Even after a few years in the north, it still seems awkward to have snow before Christmas. Well honestly, having snow at all is a bit awkward, but growing up in Texas I craved snow on Christmas Eve and Day – I wanted nothing to do with snow before or after, but it was just a very Christmassy thing. I think I’ll always be a Texan at heart. (Though the snow is growing on me a little bit.)
Wyoming has now had its second snow storm and the past few days have been bitterly cold. After a rather mild fall, I have had to succumb to the realization that winter has truly arrived (negative temperatures outside leave no room for error), but this has merely kicked my Christmas decorating into high gear.
Since we have snow outside, it’s always nice to bring a little inside as well. No, not the wet, melty kind, but the kind that simply hang on your tree or wall and look beautiful. I have always LOVED making paper snowflakes – I think they are one of the most simple and beautiful winter DIYs in existence. A few years ago I learned how to make a six-point snowflake (rather than the four or eight-point snowflakes you learn how to make in elementary school) and I have never gone back.
Of course, paper is not the best material for long-lasting decor. It shreds, disintegrates with a drop of water, and crumples. To truly immortalize my lovely six-point snowflakes, I came up with a fool-proof plan, and now I can hang them on my tree for a chic, rustic look without worrying about them falling apart before the season is over.
Here is how I did it:
- plain printer paper, cut into a square
- hot glue gun and sticks
- shimmer spray (optional but oh-so-pretty)
First, fold your square paper in half at the corners.
Now fold this in half at the bottom corners so that you have a right triangle.

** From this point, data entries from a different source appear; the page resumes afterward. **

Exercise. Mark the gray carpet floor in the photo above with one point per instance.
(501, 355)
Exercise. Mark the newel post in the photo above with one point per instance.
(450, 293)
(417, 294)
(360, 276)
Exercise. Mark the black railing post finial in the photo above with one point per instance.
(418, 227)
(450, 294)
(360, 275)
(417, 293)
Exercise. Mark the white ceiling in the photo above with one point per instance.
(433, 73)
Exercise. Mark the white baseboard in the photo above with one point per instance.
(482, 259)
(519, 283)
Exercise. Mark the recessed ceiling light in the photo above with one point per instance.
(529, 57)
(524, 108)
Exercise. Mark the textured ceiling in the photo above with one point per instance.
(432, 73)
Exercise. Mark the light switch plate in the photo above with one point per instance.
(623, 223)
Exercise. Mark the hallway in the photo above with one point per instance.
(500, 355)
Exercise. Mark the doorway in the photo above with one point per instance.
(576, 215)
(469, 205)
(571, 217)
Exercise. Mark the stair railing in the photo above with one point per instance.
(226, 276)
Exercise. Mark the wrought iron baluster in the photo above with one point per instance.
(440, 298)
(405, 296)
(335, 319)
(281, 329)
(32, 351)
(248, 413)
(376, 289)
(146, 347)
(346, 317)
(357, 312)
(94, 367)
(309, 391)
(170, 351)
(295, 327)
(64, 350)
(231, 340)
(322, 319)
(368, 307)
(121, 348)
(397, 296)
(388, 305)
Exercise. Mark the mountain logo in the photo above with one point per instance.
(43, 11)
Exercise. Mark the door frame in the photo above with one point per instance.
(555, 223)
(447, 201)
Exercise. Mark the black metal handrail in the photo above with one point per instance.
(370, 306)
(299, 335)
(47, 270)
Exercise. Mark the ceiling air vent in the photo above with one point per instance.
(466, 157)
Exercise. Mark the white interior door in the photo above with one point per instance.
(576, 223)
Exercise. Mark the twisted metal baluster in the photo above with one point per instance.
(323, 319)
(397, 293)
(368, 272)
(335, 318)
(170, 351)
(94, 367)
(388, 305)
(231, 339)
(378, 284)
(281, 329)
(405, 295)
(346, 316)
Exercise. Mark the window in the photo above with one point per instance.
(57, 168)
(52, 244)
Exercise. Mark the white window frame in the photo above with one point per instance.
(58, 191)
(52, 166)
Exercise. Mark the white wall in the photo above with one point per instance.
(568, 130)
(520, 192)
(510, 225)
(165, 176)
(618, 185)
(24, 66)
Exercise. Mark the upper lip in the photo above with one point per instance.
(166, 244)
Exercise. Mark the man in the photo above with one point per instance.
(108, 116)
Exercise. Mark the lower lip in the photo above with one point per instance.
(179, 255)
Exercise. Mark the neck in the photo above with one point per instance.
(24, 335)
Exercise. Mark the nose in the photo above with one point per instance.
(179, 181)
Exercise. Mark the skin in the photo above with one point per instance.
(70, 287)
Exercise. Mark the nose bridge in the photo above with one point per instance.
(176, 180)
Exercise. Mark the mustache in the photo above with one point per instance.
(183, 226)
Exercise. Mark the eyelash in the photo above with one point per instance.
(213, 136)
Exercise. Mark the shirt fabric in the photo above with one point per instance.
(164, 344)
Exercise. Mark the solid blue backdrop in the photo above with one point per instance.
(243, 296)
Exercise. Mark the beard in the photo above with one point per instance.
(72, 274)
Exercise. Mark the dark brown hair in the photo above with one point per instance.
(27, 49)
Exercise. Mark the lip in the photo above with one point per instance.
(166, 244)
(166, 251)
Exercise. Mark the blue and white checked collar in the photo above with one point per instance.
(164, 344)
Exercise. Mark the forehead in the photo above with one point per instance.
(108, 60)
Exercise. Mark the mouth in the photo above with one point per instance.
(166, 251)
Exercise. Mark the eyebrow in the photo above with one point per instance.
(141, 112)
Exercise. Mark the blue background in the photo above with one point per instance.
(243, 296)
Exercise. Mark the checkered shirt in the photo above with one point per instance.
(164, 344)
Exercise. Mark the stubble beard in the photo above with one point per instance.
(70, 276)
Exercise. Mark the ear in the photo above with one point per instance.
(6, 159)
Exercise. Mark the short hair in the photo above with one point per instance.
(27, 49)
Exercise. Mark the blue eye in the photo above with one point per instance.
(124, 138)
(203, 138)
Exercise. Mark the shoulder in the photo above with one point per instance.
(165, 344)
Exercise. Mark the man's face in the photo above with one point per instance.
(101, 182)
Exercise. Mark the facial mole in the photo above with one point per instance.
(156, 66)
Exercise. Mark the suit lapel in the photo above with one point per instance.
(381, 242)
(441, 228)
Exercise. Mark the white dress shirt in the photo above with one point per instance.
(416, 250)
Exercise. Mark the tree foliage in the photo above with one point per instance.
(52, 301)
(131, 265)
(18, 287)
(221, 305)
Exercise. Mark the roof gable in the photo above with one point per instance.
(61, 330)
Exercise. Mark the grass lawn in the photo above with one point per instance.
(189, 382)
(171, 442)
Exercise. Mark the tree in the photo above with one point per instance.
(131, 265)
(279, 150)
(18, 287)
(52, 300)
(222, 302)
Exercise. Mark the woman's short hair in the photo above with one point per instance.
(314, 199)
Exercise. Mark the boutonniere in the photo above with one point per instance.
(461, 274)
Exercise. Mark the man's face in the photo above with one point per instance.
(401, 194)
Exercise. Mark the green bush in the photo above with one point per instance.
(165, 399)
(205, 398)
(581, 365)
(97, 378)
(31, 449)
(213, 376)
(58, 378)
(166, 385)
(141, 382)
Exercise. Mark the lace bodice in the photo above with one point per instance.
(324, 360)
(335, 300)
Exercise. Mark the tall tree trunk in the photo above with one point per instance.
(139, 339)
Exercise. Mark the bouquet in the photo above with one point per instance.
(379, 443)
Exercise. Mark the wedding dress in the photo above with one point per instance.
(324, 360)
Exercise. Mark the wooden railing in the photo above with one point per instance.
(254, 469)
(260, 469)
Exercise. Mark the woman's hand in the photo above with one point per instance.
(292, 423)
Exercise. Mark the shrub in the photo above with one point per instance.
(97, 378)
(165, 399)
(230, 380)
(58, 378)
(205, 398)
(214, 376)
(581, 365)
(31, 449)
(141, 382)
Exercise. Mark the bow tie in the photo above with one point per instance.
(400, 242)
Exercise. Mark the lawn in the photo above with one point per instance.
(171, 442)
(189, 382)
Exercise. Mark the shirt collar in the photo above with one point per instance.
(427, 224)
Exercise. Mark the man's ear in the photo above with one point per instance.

Next, fold your two outer corners in so that they are equally shaped. It should look like this.
Cut the top off in a diagonal.
Now begin cutting out your shapes.
Open it up and you have a lovely snowflake!
Now for the fun part. Choose a side to be your front and hot glue every inch of paper. This makes the snowflake durable, bendable, and perfect for sticking on your tree, no string required.
Lastly, spray your beautiful snowflake with shimmer spray after the glue has completely dried.
It may take a few snowflakes for you to get the hang of the pattern cutting. My first one of the season always looks a little janky, but the more you cut, the more comfortable your hands get. Each snowflake comes out more beautiful than the one before it, I swear. If you want a variety of sizes, simply start with a full sized sheet of printer paper (cut down to a square) and use the leftover paper to make smaller ones. The small ones are more difficult to cut, but are very cute!
And that’s all it takes. There are really lots of things you can do with these everlasting snowflakes. Last year I made a “quilt” out of them. You could also make them into a bunting or put them in frames and hang them up for a wintery gallery wall.